06/02/2014 03:03 pm ET Updated Dec 06, 2017

Beauty in Detail

As a model, a lot of our time is spent simply waiting. Waiting in between jobs, waiting at castings. L'attente. This is how I found myself first exploring different cafes in NYC where I had been living for the past several years. I soon came to realize that coffee could be more than just a bitter dose of caffeine, knocked back in a morning frenzy. It is, instead, in some sense a culture in and of itself.

Now that I am living in Paris, however, this kind of approach to coffee is still somewhat elusive. One morning, on my way to one of my castings I happened on a certain café with a promising exterior. I popped in to check it out. I wound up enjoying one of the best coffees I have had here in Paris. This quiet, unpretentious place took me completely by surprise. I decided to find out more.

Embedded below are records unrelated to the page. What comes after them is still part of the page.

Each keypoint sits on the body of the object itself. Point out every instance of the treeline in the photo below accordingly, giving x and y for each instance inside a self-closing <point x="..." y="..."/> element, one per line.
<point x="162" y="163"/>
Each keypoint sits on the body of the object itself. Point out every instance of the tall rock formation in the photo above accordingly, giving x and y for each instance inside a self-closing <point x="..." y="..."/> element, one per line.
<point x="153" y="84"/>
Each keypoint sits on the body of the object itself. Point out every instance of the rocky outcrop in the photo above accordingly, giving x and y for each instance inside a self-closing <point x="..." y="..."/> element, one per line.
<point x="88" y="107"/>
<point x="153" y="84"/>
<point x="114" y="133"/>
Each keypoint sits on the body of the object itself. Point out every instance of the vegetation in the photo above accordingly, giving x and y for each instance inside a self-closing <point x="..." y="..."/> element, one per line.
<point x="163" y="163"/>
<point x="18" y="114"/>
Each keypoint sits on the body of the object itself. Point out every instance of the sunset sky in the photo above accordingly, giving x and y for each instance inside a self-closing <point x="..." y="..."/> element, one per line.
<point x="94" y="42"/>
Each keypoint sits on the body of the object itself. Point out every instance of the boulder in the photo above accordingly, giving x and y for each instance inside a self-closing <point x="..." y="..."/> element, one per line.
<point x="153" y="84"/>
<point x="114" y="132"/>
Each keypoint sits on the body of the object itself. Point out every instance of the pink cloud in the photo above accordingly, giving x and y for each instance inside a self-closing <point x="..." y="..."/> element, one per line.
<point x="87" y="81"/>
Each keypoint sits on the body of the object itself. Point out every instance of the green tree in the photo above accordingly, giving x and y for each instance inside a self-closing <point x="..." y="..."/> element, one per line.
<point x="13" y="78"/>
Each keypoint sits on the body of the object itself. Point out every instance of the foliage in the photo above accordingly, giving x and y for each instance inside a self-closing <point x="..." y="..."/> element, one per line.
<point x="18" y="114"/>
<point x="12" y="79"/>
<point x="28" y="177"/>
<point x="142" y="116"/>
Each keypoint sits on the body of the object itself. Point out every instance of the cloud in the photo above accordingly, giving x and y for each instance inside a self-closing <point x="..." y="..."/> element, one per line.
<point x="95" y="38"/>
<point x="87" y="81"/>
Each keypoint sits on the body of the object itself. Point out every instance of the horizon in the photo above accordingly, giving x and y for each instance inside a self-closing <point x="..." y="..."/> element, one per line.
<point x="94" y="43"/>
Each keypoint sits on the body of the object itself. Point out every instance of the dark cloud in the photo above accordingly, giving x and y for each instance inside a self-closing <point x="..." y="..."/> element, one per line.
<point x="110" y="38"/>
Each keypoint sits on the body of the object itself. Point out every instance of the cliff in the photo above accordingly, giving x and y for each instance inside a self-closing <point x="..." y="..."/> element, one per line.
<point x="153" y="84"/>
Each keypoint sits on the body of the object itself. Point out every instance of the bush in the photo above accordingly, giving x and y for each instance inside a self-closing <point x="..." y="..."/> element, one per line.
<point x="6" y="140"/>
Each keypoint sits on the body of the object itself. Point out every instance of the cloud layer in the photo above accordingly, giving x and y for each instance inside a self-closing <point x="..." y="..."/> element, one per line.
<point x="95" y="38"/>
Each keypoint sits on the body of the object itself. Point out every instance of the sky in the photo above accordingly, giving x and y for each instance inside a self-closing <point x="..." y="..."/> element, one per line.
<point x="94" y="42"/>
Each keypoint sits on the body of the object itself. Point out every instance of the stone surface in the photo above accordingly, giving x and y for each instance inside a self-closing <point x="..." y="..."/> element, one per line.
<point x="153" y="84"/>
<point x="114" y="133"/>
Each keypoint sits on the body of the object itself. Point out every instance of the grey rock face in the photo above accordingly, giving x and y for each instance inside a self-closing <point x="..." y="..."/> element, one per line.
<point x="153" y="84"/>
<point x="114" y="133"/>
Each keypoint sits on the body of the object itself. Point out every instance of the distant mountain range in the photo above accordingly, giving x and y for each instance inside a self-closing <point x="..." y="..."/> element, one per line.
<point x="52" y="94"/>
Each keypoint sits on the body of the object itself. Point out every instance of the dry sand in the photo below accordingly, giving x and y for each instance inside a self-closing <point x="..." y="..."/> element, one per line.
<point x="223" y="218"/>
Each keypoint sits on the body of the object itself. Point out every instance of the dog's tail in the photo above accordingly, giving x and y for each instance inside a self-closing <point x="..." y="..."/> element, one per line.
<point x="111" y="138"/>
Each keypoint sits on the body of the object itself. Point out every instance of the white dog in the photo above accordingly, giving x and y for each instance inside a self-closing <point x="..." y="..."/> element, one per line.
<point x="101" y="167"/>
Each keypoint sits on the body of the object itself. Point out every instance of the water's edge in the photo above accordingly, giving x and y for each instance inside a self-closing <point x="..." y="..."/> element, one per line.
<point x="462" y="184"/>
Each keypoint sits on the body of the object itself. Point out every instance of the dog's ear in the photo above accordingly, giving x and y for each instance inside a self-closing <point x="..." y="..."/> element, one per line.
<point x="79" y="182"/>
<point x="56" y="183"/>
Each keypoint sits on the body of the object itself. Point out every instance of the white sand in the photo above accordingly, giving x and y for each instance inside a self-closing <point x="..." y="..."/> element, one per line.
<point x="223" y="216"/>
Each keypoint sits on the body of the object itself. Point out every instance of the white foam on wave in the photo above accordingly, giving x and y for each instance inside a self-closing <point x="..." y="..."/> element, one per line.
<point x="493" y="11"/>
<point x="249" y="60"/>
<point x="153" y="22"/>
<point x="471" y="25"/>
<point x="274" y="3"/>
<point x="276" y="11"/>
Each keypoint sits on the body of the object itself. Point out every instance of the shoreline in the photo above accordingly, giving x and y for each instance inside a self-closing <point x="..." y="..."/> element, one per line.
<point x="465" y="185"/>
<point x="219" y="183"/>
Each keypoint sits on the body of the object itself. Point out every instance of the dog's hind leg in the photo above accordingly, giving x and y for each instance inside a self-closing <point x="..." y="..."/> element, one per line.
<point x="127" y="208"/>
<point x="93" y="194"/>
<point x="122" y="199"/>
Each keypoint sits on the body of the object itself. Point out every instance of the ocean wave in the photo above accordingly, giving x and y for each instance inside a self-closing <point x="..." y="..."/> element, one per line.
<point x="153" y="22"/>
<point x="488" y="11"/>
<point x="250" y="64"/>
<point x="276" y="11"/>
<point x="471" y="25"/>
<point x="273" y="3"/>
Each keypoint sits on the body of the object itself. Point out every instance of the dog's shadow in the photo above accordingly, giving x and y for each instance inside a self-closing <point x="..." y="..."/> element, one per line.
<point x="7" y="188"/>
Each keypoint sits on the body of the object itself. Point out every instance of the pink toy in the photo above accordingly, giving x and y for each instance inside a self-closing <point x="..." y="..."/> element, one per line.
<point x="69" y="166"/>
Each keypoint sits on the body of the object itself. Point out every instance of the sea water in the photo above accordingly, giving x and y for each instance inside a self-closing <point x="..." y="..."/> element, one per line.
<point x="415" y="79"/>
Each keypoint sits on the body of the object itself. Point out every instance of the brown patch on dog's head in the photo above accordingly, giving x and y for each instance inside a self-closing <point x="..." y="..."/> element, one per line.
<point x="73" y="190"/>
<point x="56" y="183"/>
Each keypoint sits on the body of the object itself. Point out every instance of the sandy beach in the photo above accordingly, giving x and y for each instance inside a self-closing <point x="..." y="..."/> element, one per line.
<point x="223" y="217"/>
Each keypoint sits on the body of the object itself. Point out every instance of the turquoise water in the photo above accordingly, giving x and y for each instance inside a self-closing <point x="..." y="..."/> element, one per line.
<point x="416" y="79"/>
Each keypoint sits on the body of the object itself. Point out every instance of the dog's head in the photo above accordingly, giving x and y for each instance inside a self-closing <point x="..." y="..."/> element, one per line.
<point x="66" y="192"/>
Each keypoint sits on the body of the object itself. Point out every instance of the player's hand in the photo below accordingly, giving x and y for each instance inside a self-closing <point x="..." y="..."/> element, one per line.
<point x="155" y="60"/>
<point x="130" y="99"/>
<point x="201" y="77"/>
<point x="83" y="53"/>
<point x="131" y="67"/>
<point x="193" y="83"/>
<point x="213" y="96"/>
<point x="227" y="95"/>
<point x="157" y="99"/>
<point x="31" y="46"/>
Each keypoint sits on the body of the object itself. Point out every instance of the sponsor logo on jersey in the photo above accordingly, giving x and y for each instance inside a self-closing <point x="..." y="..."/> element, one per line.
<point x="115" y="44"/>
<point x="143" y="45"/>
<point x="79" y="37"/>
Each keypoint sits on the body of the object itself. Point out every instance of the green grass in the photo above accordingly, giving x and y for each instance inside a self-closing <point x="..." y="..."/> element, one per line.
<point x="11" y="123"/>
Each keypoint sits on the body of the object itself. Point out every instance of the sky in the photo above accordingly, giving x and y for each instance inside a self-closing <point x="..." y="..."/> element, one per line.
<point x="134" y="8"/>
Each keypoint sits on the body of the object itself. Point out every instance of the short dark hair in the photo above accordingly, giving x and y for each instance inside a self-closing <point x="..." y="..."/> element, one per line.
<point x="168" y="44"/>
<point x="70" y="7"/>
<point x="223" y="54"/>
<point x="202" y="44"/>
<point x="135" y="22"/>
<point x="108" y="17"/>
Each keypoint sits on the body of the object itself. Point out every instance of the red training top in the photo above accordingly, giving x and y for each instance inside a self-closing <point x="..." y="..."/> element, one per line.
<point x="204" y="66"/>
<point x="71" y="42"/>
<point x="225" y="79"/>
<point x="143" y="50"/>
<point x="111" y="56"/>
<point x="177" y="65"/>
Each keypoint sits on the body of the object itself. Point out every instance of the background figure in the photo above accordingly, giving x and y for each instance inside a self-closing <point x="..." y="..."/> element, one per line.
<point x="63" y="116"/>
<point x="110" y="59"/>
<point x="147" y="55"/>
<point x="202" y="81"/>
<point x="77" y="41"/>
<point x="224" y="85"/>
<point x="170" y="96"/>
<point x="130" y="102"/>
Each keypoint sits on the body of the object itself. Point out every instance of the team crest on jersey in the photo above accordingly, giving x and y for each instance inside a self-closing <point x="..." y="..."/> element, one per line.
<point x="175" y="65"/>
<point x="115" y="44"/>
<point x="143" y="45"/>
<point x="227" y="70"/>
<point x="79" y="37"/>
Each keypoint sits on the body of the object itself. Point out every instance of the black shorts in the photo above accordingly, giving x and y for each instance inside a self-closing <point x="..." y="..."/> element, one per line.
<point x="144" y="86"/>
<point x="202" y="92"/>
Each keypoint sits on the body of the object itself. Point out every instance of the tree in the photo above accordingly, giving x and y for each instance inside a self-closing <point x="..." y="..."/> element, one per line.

Fragments, as the cafe is called, is run by a young, enthusiastic 26-year-old, Youssef. He sat with me one morning recently to explain his philosophy behind the cafe. The concept is to have his cafe as a kind of coffee laboratory. Taking beans from a variety of different roasters, he plays with different approaches in order to discover new tastes. It's the complete opposite of the modern coffee chain approach; here, every coffee is a kind of experiment.

Although it would seem that Youssef, this coffee scientist of sorts is a honed expert, it turns out that he is relatively new to the world of cappuccinos, cortados, and all the other endless variations of coffee. Two years ago, he started his first cafe, Black Market, as a kind of warehouse to store cartons of organic vegetables which he was delivering to customers throughout Paris. Coffee became a way of bringing his customers together. Soon, the cafe itself took off and Youssef was hooked. He became obsessed by the complex taste of coffee. Black Market has since closed, and his second cafe, Fragments, is now dedicated solely to coffee. However, instead of aiming to attract a trendy crowd of young hipsters, the cafe has a calmer vibe. The energy clearly lies behind the counter -- a kind of zen dedication to creating the best possible cup of coffee.

Why do I find this kind of dedication so moving? To me it represents the rebirth of real craft. So much of what we consume, whether it be food, clothes, or media has lost it's meaning. Do we really understand any more what we are wearing, eating, or consuming in general? These fundamental basics have become so complex in their continuation that comprehension seems beyond hope at times. Perhaps however, if we step back, if we chose to reexamine these basics, which appear simple enough, such as a cup of coffee we can arrive at a certain level of real comprehension, and therefore real appreciation and enjoyment.

Is this kind of enjoyment simply a middle class luxury? An exclusive, artisanal world of hippsterdom? I would beg to differ. Change can be effected by these seemingly small choices we make. In this simple cup of coffee lies a whole, complex chain of people, hours labored, land cultivated, extraction, refinement. The coffee is merely the end product of this story. Where we put our couple of dollars can overtime have an enormous impact. To push towards a change in consummation that I think is, in fact urgent. A luxury? Perhaps, but also a growing necessity.